Полоса точного приземления - страница 47
Известен рассказ о видном ученом-физике, - кажется, Максе Планке, - которого спросили, как это удается физикам каждый раз полностью перестраиваться на совершенно новые взгляды, концепции, новое понимание самого устройства мира, столь часто приходящие в их отрасли науки на смену старым. Ученый ответил:
- А они и не перестраиваются. Просто очередное поколение физиков вымирает, и ему на смену приходит следующее, для которого все эти новые взгляды - первые в их жизни, изначальные, а значит, совершенно естественные.
К летчикам-испытателям этот рассказ в полной мере вряд ли применим. Но все же… Поколения испытателей сменяются быстро, заканчивающий свою деятельность испытатель обычно видит своих «летных внуков» - учеников своих учеников - уже полностью вошедшими встрой. И если говорить не о физической гибели (хотя и такая судьба не минует какую-то часть работников этой профессии), а просто об уходе с арены профессиональной деятельности, то каждое поколение летчиков-испытателей может с горькой уверенностью сказать, что через десять лет мало что от него останется.

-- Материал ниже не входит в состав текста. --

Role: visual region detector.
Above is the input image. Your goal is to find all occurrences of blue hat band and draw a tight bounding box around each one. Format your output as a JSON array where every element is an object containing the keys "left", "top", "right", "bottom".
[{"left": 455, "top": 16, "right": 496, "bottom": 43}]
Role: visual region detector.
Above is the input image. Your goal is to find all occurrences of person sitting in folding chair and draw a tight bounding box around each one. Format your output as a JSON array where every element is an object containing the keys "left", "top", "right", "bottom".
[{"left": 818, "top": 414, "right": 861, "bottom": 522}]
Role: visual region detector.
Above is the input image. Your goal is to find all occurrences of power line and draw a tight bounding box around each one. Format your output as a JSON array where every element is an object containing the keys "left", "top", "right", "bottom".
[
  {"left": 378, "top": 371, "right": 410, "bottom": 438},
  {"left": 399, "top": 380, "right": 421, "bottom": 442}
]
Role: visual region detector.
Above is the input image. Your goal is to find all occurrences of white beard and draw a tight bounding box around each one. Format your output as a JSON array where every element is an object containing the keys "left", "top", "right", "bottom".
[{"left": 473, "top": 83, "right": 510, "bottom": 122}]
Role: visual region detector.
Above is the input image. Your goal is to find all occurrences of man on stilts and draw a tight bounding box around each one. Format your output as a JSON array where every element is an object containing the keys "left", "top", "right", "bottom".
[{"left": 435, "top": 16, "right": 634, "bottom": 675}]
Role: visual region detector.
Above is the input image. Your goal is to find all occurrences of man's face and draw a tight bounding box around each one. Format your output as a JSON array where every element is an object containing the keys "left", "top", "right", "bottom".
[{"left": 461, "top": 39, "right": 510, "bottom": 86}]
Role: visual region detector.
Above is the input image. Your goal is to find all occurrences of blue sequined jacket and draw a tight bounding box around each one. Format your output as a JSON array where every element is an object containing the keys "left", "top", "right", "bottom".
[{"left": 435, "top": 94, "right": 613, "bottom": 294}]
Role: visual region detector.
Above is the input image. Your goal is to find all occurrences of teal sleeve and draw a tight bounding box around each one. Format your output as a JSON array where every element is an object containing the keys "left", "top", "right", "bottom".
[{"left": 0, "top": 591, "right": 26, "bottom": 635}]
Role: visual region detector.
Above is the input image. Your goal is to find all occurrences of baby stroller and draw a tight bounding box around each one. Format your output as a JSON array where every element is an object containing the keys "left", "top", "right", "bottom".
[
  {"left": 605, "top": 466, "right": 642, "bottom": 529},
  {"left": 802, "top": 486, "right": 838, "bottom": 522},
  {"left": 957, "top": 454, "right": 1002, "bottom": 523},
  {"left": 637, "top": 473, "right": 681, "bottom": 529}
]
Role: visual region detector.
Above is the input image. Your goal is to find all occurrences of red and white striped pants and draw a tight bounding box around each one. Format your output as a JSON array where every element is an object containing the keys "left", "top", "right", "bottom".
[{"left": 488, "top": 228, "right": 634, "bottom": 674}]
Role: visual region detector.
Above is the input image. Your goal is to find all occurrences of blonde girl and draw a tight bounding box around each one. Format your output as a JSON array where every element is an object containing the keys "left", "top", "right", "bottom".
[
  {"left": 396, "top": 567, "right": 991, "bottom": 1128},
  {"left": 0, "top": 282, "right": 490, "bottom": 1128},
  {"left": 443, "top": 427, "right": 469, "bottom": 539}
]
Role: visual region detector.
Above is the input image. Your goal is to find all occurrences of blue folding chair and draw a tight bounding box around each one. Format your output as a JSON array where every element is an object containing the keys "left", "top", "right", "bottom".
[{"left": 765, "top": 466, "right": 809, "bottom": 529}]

И все же испытатели, умеющие принять новое в своем деле и коренным образом перестроиться - так, как требует это новое, - встречаются. Хотя, говоря откровенно, не очень-то часто. К их числу принадлежал и Белосельский. Когда на авансцену в испытательной работе вышли летчики с инженерным образованием, он как-то очень органично и легко - многим это показалось неожиданным - оказался в одном строю с ними.
На счету Белосельского были испытательные работы высшего класса, прочно вошедшие в историю авиации. Словом, за плечами этого человека была биография.
Тем труднее было Федько начать разговор с ним.
- Знаешь, другому я не стал бы говорить, - помолчав, все-таки начал он.
- Предисловие, как у Тюленева, когда он прицеливается стрельнуть десятку, - заметил Белосельский. - Давай по делу.
- По делу вот что. На тебя начинают косо посматривать…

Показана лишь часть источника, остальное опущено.